The “true calling” of women, Rousseau said is “To please, to be useful to us, to make us love and esteem them, to educate us when young, and to take care of us when grown up, to advise, to console us, to render our lives easy and agreeable: these are the duties of women at all times...”

But for an increasing number of women, rendering the lives of men “easy and agreeable” just wasn’t enough. Writing at a makeshift desk in a London attic in 1791, a young woman named Mary Wollenstonecraft knew that a new dawn was about to break:

“Contending for the rights of women,” she wrote, “my main argument is built on a simple principle, that is, if she is not prepared by education to become the companion of man, she will stop the progress of knowledge and virtue, for truth must be common to all.

It is perhaps fair to say that Wollenstonescraft’s essay, “Vindication of the Rights of Women” laid the foundation for the modern women’s rights movement. The revolutions of 1776 (in the American colonies) and of 1789 (in France) shook the foundations of the Old Order throughout Europe. For if all “men” were “created equal”-- as both revolutions declared-- then might women be the equals of men, as well?

“Remember the ladies”, Abigail Adams declared. Not just as a flip comment from a solicitous wife-- but as prophetic words from a wise woman who knew that a new age was dawning.

A wise woman who knew that to re-member means to re-join with something, to become one with something. When we re-member the past, we unite with it, and we know its power dwelling within us. To re-member can also mean to join together again that which is broken, to heal that which needs mending.
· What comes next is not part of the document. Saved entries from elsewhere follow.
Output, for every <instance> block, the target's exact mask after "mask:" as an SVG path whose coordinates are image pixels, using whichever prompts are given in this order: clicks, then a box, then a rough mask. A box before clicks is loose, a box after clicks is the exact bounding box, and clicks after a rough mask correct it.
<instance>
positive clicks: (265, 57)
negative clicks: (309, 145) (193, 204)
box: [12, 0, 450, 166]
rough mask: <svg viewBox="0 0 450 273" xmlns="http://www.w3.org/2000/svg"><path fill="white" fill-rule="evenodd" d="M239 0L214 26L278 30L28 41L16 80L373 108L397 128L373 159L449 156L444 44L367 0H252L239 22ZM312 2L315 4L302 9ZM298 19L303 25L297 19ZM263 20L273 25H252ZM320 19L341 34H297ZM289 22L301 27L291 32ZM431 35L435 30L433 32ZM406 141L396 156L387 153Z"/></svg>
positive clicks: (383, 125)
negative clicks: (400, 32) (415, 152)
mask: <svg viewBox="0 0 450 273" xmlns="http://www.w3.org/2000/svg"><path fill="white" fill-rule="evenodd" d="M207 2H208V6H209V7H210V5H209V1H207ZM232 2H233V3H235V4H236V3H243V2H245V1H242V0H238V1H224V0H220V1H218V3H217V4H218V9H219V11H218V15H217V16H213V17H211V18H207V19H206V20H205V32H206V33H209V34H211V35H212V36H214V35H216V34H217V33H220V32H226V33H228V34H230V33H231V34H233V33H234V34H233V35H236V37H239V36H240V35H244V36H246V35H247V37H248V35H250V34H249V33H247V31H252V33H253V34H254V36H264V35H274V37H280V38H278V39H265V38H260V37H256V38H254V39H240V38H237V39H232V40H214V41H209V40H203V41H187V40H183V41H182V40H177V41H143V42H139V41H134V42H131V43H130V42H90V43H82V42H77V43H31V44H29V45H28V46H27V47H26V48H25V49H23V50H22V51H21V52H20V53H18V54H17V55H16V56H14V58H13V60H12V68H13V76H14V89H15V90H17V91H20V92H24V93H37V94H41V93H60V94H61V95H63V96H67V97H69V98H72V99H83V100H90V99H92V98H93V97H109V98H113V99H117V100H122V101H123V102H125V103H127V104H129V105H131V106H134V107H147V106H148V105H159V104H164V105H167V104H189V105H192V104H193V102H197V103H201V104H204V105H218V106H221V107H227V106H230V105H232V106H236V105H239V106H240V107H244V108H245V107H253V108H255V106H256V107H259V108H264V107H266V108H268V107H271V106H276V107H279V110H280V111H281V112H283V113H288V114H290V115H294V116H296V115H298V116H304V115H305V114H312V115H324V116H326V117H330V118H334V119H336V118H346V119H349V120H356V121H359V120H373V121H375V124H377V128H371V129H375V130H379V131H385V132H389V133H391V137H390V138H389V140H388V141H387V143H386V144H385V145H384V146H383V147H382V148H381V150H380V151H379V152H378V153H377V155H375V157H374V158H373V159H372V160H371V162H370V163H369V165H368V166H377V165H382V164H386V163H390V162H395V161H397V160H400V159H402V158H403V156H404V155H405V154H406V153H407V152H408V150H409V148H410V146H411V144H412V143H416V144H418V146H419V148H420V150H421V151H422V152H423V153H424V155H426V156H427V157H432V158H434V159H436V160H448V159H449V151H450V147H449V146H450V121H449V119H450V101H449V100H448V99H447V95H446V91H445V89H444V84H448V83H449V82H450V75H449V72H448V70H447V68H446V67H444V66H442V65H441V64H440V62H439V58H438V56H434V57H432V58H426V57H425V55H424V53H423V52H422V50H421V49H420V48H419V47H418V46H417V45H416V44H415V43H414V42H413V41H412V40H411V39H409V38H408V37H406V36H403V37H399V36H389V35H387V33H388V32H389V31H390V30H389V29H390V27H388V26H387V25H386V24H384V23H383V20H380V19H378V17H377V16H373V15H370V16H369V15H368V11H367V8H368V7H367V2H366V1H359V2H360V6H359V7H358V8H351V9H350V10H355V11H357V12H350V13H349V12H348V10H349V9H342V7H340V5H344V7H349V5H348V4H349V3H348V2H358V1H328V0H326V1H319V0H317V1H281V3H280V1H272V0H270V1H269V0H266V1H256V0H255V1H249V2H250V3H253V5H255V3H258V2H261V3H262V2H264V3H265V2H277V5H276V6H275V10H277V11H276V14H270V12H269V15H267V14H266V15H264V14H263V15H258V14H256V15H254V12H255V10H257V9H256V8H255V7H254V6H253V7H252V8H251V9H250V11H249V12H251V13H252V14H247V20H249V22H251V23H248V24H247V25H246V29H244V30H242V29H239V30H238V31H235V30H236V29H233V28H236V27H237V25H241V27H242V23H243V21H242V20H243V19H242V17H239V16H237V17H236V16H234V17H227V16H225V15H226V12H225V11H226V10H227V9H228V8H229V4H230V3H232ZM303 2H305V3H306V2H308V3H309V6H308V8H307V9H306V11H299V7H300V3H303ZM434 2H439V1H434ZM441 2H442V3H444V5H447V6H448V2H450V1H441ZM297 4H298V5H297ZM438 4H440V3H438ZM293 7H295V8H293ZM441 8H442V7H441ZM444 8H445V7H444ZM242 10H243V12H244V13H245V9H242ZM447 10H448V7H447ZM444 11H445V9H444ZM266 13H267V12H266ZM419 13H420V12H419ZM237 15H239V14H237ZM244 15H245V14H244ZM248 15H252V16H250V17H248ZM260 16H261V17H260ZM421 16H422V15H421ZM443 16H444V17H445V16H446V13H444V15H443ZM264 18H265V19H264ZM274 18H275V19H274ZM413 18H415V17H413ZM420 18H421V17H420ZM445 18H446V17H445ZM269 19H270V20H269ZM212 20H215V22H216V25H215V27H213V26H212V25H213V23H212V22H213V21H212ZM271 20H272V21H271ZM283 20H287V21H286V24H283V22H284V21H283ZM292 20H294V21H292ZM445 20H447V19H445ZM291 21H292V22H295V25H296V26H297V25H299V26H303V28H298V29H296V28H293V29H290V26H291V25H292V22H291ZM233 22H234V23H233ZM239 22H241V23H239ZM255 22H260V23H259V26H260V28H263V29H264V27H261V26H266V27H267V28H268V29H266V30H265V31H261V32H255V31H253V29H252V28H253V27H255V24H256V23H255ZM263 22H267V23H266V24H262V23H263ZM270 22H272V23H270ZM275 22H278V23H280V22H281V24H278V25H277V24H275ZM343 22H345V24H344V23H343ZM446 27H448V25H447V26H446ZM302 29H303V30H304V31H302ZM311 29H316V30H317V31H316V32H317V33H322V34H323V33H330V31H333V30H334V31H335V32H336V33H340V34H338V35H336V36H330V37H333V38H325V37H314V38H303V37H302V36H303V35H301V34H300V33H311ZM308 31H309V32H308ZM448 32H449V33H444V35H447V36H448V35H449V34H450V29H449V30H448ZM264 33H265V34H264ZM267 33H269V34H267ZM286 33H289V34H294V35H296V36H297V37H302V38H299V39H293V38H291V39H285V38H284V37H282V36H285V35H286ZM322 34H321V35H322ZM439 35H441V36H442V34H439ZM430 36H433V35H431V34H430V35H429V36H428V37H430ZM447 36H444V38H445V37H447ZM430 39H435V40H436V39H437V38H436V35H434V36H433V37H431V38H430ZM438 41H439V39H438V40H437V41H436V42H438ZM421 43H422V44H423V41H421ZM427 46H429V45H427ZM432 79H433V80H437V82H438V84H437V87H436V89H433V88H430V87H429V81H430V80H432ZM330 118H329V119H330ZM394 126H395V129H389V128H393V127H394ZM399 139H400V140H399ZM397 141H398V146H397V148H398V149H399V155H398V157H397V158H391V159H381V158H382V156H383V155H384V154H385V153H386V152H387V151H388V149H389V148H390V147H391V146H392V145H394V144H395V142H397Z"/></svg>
When we re-member the proud history of the women who have nurtured and built and brought to birth the world we have inherited, we take an important step toward healing the pain of the past.

When we remember, we learn the lessons of the past, and join together in building a future in which (as Judy Chicago says) “all that has divided us will merge”.

And if it will not be Eden again (for I don’t think it’s possible for us human ones to build an Eden), it can be, at least a time and place where “compassion will be wedded to power... and all will be strong... and all will live in harmony with each other and the earth...”

And a time and place where all voices will be heard... and all people honored for who they are... and where none will be burned at the stake for being different...

Out of history we have come. Out of a shared human history, women and men together. A history filled with anger. But also a history radiant with hope and courage, and the power of woman and men of goodwill and sacrificial spirit to change the world. A history abundant with so many brilliant forebears-- forefathers, and foremothers, too-- whom we need more than anything to re-member-- so many brilliant forebears “touching our thoughts, touching our lives, like a deep-flowing stream.”